On the lower (warmwater) course of the river, low summer flows and poorer water quality from agricultural runoff limit fishery production. This section of river supports a fair fishery for largemouth bass, smallmouth bass, and channel catfish. Upstream from Star, the river is a coldwater stream and supports a greater variety of fish. The most prevalent species on this section is mountain whitefish, as well as hatchery-reared rainbow trout, wild rainbow trout, and brown trout. Upstream from Lucky Peak and Arrowrock reservoirs, the river and its tributaries contain excellent populations of wild rainbow trout, mountain whitefish, and bull trout.
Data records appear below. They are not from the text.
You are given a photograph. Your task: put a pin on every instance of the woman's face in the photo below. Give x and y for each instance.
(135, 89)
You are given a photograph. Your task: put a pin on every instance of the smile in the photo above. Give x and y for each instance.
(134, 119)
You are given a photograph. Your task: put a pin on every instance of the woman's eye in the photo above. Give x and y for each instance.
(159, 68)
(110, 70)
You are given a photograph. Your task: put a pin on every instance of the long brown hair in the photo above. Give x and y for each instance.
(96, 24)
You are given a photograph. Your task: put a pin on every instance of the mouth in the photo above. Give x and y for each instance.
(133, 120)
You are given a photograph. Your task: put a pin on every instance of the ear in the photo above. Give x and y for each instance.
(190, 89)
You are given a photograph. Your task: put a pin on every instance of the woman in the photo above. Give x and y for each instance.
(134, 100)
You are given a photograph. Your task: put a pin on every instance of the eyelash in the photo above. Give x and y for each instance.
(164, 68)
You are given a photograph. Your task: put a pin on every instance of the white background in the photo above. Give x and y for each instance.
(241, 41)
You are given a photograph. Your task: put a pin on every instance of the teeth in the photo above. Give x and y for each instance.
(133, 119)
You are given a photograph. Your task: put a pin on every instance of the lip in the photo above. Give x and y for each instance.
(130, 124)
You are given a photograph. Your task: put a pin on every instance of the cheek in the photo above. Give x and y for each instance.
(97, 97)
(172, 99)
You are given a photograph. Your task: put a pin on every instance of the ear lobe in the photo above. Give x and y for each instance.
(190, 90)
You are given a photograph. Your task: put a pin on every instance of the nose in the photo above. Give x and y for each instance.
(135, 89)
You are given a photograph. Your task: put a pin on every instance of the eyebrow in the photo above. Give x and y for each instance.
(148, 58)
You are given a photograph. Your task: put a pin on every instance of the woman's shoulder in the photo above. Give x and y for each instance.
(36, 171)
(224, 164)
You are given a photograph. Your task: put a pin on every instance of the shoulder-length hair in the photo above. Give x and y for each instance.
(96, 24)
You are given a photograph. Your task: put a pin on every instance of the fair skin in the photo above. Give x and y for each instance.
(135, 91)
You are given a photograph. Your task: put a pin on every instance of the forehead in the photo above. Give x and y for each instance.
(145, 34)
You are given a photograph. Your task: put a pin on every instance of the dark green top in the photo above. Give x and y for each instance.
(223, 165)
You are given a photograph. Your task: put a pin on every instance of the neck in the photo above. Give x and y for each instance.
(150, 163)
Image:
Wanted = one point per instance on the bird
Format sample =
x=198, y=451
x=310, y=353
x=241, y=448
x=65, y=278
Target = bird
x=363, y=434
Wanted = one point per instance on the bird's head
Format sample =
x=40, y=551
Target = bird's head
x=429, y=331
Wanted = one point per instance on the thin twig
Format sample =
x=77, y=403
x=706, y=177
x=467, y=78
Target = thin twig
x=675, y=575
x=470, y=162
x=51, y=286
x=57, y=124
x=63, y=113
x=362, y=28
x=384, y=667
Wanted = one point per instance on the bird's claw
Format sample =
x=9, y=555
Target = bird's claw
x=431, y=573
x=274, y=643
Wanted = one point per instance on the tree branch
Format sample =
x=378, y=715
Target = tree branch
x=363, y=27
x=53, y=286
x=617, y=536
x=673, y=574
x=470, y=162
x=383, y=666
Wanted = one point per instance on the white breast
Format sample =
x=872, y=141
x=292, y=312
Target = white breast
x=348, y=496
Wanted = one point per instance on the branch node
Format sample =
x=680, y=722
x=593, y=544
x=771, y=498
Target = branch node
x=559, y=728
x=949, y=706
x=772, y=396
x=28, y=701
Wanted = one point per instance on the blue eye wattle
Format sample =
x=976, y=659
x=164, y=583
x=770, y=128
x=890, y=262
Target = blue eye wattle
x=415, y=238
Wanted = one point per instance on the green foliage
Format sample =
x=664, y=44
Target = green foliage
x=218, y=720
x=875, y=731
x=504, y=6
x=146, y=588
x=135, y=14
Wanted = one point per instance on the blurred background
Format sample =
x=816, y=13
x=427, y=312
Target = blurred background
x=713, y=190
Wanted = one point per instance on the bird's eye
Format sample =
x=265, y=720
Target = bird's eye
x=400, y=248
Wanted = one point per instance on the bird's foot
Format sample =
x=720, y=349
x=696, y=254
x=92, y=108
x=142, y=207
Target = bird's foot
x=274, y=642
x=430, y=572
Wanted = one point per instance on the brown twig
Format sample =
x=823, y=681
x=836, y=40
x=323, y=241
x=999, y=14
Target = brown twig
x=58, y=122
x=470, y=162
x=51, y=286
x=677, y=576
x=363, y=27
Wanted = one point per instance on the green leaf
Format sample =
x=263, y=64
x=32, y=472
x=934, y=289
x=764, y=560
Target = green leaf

This is especially true immediately downstream from the outflow of Anderson Ranch reservoir, where the South Fork takes on the characteristics of a classic "tailwater" for over 5 mi from the put-in below the dam to Cow Creek Bridge.

==Fishing==
The Boise River is also popular for fishing, mostly for rainbow trout and, in the winter, steelhead. Spin and bait anglers commonly target the river’s abundant stocked rainbow trout, while fly fishermen use a variety of flies mimicking the abundant aquatic and terrestrial insects present in the watershed, as well as streamers.